Анна Петровна извлекла припрятанный в рукаве глиняный горшочек. Оглядевшись, стала творить заклинания.
— От неба до земли, от света до ноченьки, — причитала протяжно царица, глядя на государево оконце, — …приворожи государя к родненькой женушке, — плеснула царица мутную пахучую жидкость на белую штукатурку царской избы.
— Ах ты, колдун треклятый! Государя надумал сгубить! — Из ниоткуда возник сотник. — Рясой монашьей прикрыться захотел. Эй, стрельцы, хватайте колдуна! Под замок его волоките!
— Окстись! — вскричала Анна. — Мне ли государя морить, дурень!
— Так ты еще и бранишься, злыдень! — ухватил стольник за шиворот царицу. — Волхвовать на царском дворе удумал!
Царица Анна яростно вырывалась из крепких пальцев стрельца.
— Пусти, ирод! Поплатишься ты за это!
— Грозишься, колдун старый! — ударил сотник Анну по лицу. — Бейте его, господа! — закричал он подбежавшим стрельцам. — На государя, злыдень, надумал порчу навести. Лупи его смертным боем!
Следующий удар сотника пришелся в живот. Охнула Анна Петровна и повалилась на землю. А затем ее распластанное и бездыханное тело еще долго и зло топтали рассерженные стрельцы.
— Помер, видать, колдун, — посветил фонарем сотник в разбитое лицо государыни.

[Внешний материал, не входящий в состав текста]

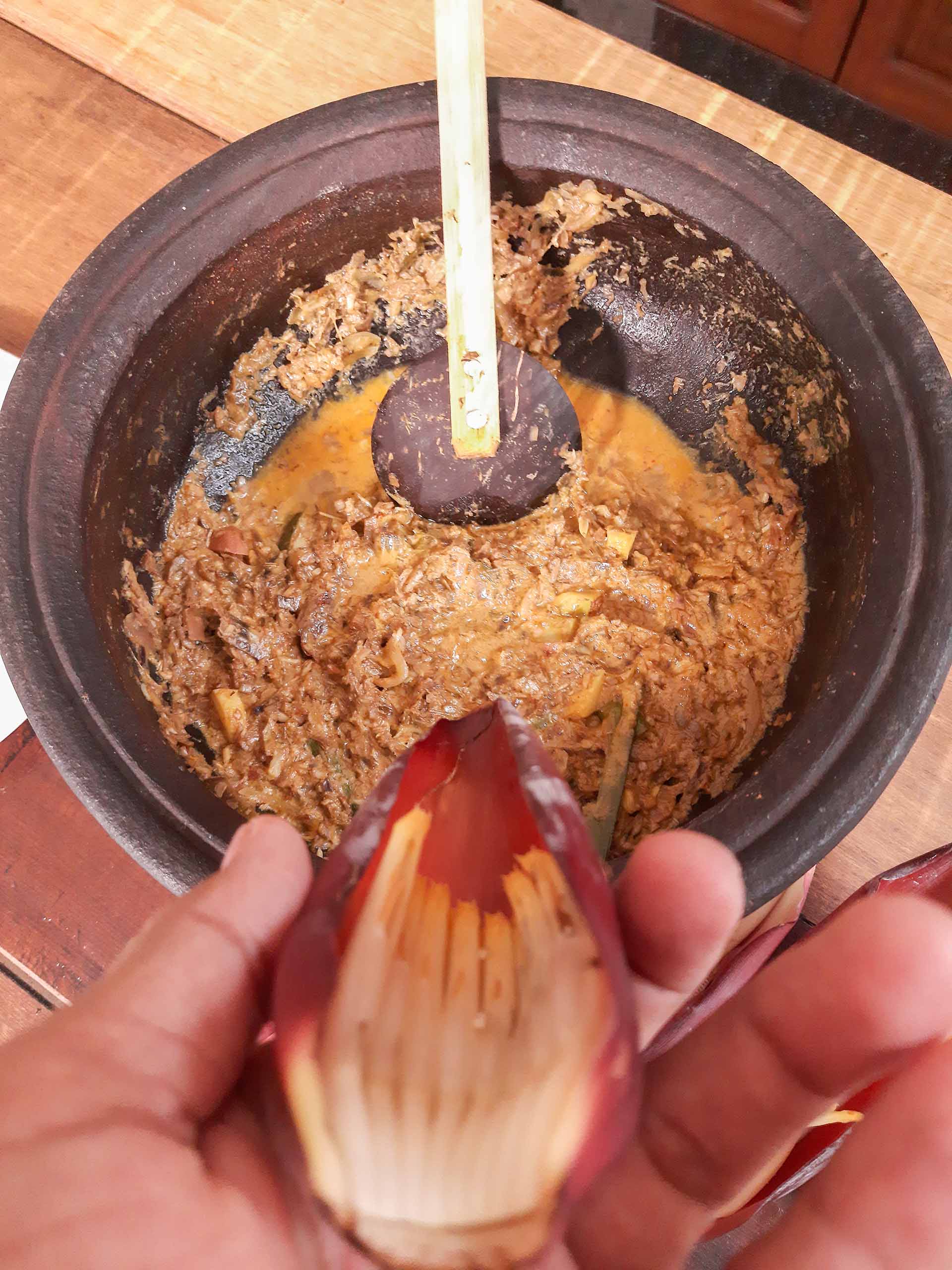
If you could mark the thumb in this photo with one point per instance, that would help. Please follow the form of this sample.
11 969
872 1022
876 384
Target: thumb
175 1019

— Да это никак ли баба! Бороды у монаха не видать! — подивился рядом стрелец. — В мужском обличье предстала.
— Вправду баба! Вон кудри из-под шлыка повылезли! По всему видно, колдунья мужское платье надела, чтобы государю лихо причинить.

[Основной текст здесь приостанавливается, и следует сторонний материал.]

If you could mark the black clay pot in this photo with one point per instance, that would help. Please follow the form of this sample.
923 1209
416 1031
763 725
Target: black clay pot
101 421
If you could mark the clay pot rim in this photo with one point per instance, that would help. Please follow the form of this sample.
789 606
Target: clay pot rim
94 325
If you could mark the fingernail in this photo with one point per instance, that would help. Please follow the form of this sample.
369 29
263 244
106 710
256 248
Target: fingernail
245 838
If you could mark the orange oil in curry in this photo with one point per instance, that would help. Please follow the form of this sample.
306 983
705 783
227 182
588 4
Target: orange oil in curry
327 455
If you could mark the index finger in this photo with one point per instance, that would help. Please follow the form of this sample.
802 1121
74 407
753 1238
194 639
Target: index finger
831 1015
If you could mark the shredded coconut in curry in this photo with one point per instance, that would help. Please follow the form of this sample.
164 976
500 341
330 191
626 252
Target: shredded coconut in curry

— Ладно, что спохватились вовремя, не допустили зла, только что нам государю ответить, когда спросит, каким наветом колдун во дворец забрел.

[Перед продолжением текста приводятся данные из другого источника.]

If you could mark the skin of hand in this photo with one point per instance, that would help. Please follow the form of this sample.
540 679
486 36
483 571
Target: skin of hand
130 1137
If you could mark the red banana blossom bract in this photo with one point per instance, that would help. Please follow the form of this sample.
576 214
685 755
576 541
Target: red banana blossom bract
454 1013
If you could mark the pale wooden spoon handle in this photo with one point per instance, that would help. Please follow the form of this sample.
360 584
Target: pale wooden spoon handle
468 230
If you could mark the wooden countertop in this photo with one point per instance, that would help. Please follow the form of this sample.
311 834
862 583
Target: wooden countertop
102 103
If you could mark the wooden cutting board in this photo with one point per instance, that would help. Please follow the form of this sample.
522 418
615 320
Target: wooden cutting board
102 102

— На то он и колдун, видать, обернулся вороной и залетел на царский двор.
Фонарь ярко осветил лицо Анны.
— Колдун-то за знатную бабу себя выдавал, гляньте-ка, молодцы, на ее шею, — сказал сотник.
— Ого-го! Три нити ожерелья жемчужного. А жемчуг-то не речной, а с заморских стран привезен, — дивились стрельцы.
— Господи… да это же царица Анна Петровна!
Замерли стрельцы в ужасе, разглядывая прекрасное и обескровленное лицо молодой женщины.
— Чего же здесь царица-то делает? Она у себя в тереме, среди боярышень должна быть! — перекосило от страха лицо сотника.
— Глянь сюда! — разодрал рубище один из стрельцов. — Может, жива еще?! Померла…
Анна лежала на земле смиренной монахиней, не уберегли ее спасительные кресты, а панагея на груди больше походила на покойницкую иконку.
— Чего застыли, стрельцы? Взяли убиенную да в собор понесли, — понемногу приходил в себя сотник.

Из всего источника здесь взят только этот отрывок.